Mevrouw Schryvers heeft het woord.
Minister, ik noteer dat er allicht op korte termijn een verzoeningscommissie met betrekking tot de contractuele geschillen voor de kinderopvang zal komen. Het is belangrijk dat mensen ergens terecht kunnen. Er kunnen inderdaad geschillen ontstaan over de contractuele relatie tussen een aanbieder van kinderopvang en de gebruikers, in casu de ouders. Vaak is dat emotioneel, vaak gaat het over geen grote financiële gevolgen. Dan mensen als enig alternatief aanbieden zich tot een rechtbank te wenden, is zeer vergaand. Overigens is het nog altijd beter eerst na te gaan of er kan worden bemiddeld, of er een verzoening mogelijk is.
Het is een goede zaak dat mensen ergens terecht zullen kunnen.

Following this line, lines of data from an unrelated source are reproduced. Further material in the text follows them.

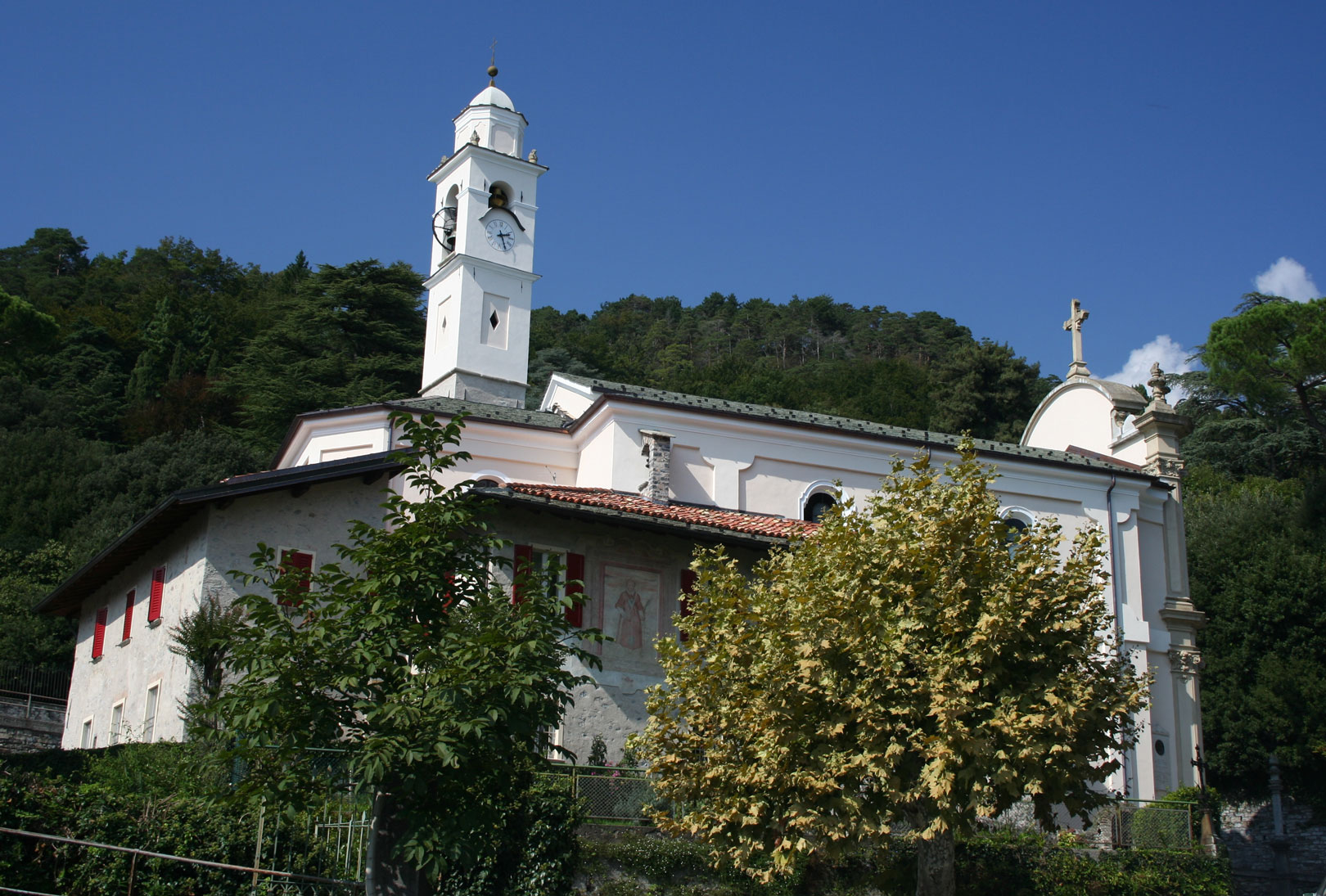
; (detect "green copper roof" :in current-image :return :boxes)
[557,374,1151,479]
[383,396,571,430]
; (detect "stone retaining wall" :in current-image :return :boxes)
[1220,798,1326,896]
[0,701,65,753]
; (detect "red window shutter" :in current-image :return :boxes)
[92,607,107,659]
[511,545,534,603]
[120,588,134,642]
[676,570,700,642]
[280,550,313,607]
[147,566,166,622]
[566,554,584,628]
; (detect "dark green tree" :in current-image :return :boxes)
[1200,293,1326,434]
[1184,477,1326,806]
[0,290,58,372]
[0,541,75,669]
[223,259,424,449]
[930,340,1054,443]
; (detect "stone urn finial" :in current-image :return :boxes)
[1147,362,1170,406]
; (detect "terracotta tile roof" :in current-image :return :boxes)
[507,483,819,538]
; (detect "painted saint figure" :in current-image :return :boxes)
[616,579,644,651]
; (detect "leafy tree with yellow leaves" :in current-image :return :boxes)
[639,439,1146,896]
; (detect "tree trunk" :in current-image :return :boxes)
[363,791,434,896]
[907,806,958,896]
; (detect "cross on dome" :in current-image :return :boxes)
[1063,298,1091,379]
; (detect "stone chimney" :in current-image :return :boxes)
[640,430,672,504]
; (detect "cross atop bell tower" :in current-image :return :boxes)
[1063,298,1091,379]
[421,65,548,407]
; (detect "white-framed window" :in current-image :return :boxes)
[277,547,317,608]
[801,480,842,522]
[106,700,124,746]
[999,507,1035,552]
[511,545,584,628]
[143,680,162,744]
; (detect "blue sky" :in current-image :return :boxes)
[0,0,1326,379]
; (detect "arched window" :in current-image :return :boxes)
[801,492,838,522]
[999,507,1035,552]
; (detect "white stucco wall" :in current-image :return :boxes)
[61,477,398,749]
[61,522,207,749]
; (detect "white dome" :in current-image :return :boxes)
[469,85,516,111]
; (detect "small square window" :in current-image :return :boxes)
[106,700,124,746]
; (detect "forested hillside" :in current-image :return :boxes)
[0,228,1326,804]
[0,228,1049,562]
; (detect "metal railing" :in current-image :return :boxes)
[0,660,69,704]
[0,827,363,896]
[0,661,69,723]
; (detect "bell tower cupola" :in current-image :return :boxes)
[421,65,548,407]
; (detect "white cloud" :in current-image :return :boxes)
[1253,256,1322,302]
[1106,335,1192,404]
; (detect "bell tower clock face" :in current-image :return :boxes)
[484,218,516,252]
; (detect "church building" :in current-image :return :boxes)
[38,69,1202,799]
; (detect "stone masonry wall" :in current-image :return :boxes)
[1220,798,1326,896]
[0,701,65,753]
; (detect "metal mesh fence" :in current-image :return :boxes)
[545,763,661,825]
[1086,799,1196,849]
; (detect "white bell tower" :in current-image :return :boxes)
[421,66,548,407]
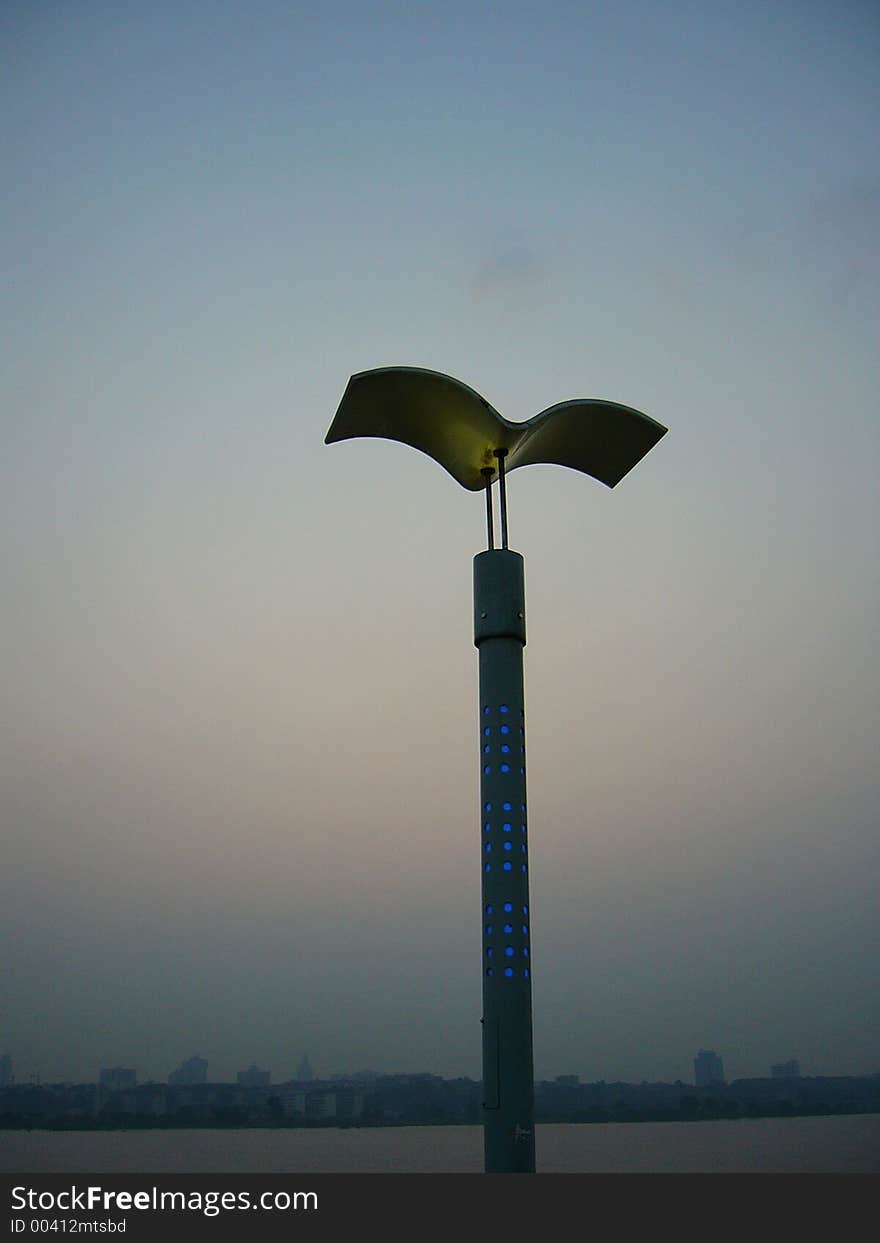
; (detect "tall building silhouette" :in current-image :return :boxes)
[168,1054,208,1086]
[98,1066,138,1091]
[771,1058,800,1079]
[235,1062,272,1088]
[694,1049,725,1088]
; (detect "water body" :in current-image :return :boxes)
[0,1114,880,1173]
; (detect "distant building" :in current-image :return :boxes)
[98,1066,138,1091]
[168,1055,208,1088]
[235,1062,272,1088]
[694,1049,725,1088]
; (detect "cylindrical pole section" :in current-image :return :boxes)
[474,548,534,1173]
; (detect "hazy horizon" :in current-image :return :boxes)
[0,0,880,1081]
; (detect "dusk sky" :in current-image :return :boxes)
[0,0,880,1081]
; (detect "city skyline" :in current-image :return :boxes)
[0,1048,865,1086]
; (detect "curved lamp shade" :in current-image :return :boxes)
[324,367,666,492]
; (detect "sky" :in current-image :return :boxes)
[0,0,880,1081]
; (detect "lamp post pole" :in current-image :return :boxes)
[474,451,534,1173]
[324,367,666,1173]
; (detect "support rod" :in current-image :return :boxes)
[495,449,507,548]
[480,466,495,552]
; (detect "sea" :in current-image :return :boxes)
[0,1114,880,1175]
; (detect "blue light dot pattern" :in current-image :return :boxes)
[479,701,531,997]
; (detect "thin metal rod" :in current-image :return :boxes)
[480,466,495,552]
[495,449,507,548]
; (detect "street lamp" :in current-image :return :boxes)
[324,367,666,1173]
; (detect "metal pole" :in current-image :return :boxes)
[474,548,534,1173]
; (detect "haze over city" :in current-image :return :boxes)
[0,0,880,1081]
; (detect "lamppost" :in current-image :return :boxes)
[326,367,666,1173]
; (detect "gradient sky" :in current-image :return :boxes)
[0,0,880,1080]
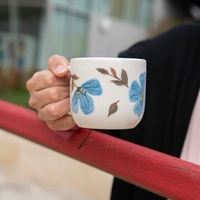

We zullen dan zien op welke manier dat wordt ingebed bij de Vlaamse Ombudsdienst.
Minister, het is ook belangrijk dat er na twee jaar een evaluatie komt om na te gaan of dit ook naar andere sectoren kan worden uitgebreid. Binnen Welzijn zijn er nog heel wat andere situaties waar een louter contractuele relatie bestaat tussen een aanbieder en een gebruiker van zorg of opvang. Het zou dan goed zijn dat mensen ergens terecht kunnen. We zullen dit alleszins verder opvolgen. Dank u wel.
Mevrouw De Meulemeester heeft het woord.
Bedankt voor uw antwoorden, minister. Als ik het goed begrijp, draait het om contractuele pijnpunten tussen ouders en het kinderopvanginitiatief. U zegt ook dat de concepttekst al besproken is. Wanneer zouden wij die tekst kunnen krijgen, zodat we die ook al eens kunnen doornemen?
Kind en Gezin pakt de klachten met betrekking tot de kinderopvang al aan. Hebt u er zicht op hoeveel voltijdse equivalenten daarvoor worden ingezet en over hoeveel klachten het gaat? U hebt er al wat genoemd: in 2017 waren het er 256, als ik het goed begrepen heb. U hebt verwezen naar het laatst beschikbare rapport, maar de link naar het rapport werkt niet. Ik heb het een paar keer geprobeerd. Misschien is er daar een probleem.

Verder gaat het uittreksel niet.